We’ve had this before with family members staying and saying “oh we’ll need to charge the car”. Not asking or suggesting to pay. Had them once stay overnight and charge the car. Smart meter showed something like £14 worth of electric that day - our usual is £3-5. So basically paying for their mileage. It’s not a huge deal but an offer to contribute would be nice (which I would probably refuse anyway, but more the principle).

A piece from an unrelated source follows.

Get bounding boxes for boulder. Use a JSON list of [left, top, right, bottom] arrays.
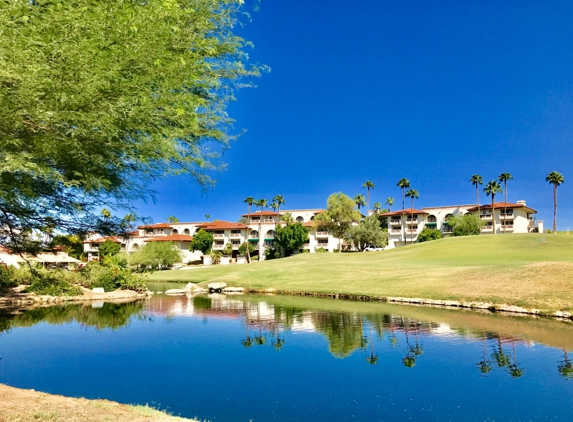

Exactly this. It’s a lot cheaper for them to charge on domestic, but it’s still money. It does annoy me when I go to my mum’s and her husband is a prick about it, because I absolutely offer to pay, I know how much I have charged, he refuses the money and then is passive aggressive about us using all of the electricity. Which is mainly solar during the day.

Ilovecleaning · 18/06/2024 20:07

HelpMeGetThrough · 13/06/2024 07:45

Unplug it and tell them to go to a proper charging point and pay.

If they had a petrol or diesel car, they'd need to pay, so the same applies with their EV.

Cheeky fuckers.

A great idea but very, very difficult to do in practice.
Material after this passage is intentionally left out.